Having walked alongside Booker Creek by following its path from Bayboro Harbor all the way up to Central Avenue and 16th Street, I still look right. But instead of admiring the sculpted sports equipment on the stadium, my attention is drawn to the narrow watershed snaking its way from underneath the interstate. It’s hard to see clearly. Speeding past such a small piece of earth on such a fast roadway (when there are no cops to slow me down) means that the creek comes and goes too quickly for me to really look at it. The Trop easily outsizes it, and besides, who wouldn’t want to observe such a cleverly designed building? I mean, they put sports on the outside—not just the inside. Everyone who sees it knows it’s a baseball stadium.

But not everyone knows that Booker Creek is a creek. It’s hard to look at nature in the city when the city is designed to make people turn away from nature.

How Do You Read a Creek? (Cassidy Towers)

A creek, by definition, is a waterway that winds down into a marsh. But it is so much more than what meets the eye. A creek is a home; a home to fish, insects, snakes, and birds. When I think of a creek, I think about how it sounds. Water trickling over rocks and brush trying to find its place in the world. I hear the hum of the insects that thrive off it’s marshland. I can smell that boggy wetland smell that reminds me of home. I feel my feet sinking into the ground beneath the moving water and I wonder where this will take me. Although the creek is connected to a larger river, the creek itself is all its own. The creek is hidden from the route of the river and gives privacy to all that live there. It’s like a private community; quiet and reserved on the outside, bustling and wild on the inside. It’s like finding the secret door to a club you’ve been trying to get into for weeks; exclusive and exciting. Kayaking Salt Creek by USFSP this semester showed me how a creek will go anywhere it can, underneath thickets and bridges just to find it’s forever home, a ditch.

Booze, Baseball, Booker Creek (M. Lyons)

It was two days shy of my twenty-first birthday. Opening day. St. Petersburg was buzzing. Rays and Red Sox fans piled into Ferg’s for the hallowed American tradition of getting plastered on three-dollar beers, then watching grown men hit a tiny leather ball with a stick. Police strolled through the sea of baseball-capped heads bobbing up and down along the asphalt of Central Avenue. “We can’t pour them over here … too many cops.” My friend Hope holds our crumpled brown bag of travel-sized liquor bottles like a secret in her cardigan. “I don’t know,” I say. “Let’s keep walking.” 
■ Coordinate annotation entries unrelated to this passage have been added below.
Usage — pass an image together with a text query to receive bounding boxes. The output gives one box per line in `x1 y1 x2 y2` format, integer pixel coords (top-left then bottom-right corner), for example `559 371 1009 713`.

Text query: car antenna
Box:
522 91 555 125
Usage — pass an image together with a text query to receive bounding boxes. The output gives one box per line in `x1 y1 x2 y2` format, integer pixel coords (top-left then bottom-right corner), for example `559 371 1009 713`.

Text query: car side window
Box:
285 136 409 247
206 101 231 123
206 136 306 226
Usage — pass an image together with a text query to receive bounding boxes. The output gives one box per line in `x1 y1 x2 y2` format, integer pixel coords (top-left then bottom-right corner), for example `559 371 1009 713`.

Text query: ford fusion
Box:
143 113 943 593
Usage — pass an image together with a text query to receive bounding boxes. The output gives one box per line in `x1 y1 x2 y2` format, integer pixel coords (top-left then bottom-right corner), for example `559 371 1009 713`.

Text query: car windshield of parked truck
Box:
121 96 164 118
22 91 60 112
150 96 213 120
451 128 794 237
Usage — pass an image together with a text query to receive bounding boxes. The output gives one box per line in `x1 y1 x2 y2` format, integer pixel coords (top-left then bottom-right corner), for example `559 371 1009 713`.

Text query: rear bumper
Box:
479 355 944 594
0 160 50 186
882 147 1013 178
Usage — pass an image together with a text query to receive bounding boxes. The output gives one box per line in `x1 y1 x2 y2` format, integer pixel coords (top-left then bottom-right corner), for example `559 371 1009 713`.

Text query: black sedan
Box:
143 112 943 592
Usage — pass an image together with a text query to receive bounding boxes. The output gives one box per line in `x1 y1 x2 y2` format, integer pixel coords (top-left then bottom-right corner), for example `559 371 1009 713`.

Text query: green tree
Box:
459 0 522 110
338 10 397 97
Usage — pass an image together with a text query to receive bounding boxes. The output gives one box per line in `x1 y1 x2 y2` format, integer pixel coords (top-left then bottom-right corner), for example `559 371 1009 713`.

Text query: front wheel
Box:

Sweaty navy and baby blue clad torsos are pushed out of the way as we move through the bar to the stadium. The Trop is ugly, but today, it looks like Mount Sinai. We waited five long months for this day; the thousand-foot walk from Ferg’s to the outfield gate felt like a pilgrimage to Holy Ground. We were ready to scale the mountain up to the nosebleeds to practice our religion. Florida winters are sunny, but they are not nearly as bright as days during baseball season, even if the Trop does not let the warmth in. As we walk through the tunnel under 1st Avenue, the sound of a saxophone playing “Take Me Out to the Ball Game” reverberates off of the sky blue concrete. “Over there looks good. Let’s walk down the hill a little bit.” 

Hope pulls the liquid treasures from the bag. The Cokes from Publix were warm already but that didn’t matter; we had found a spot to drink. 

From the sidewalk leading from Ferg’s to Tropicana Field, Booker Creek looks like a ditch. The water shoots through the narrow channel down the hill, but you would not know the creek is even there unless you looked. We stood at the bottom of the ravine and were transported into a different world. The sound of the saxophone and the boisterous people above us were a footnote to us in that moment. We stood in the March sunlight, looking at the water, and drinking cheap rum as the clamor of opening day tore away from us. The rum tasted like sunscreen. A world sits beneath the oak trees, in the heart of the city, in the shadow of the great white dome.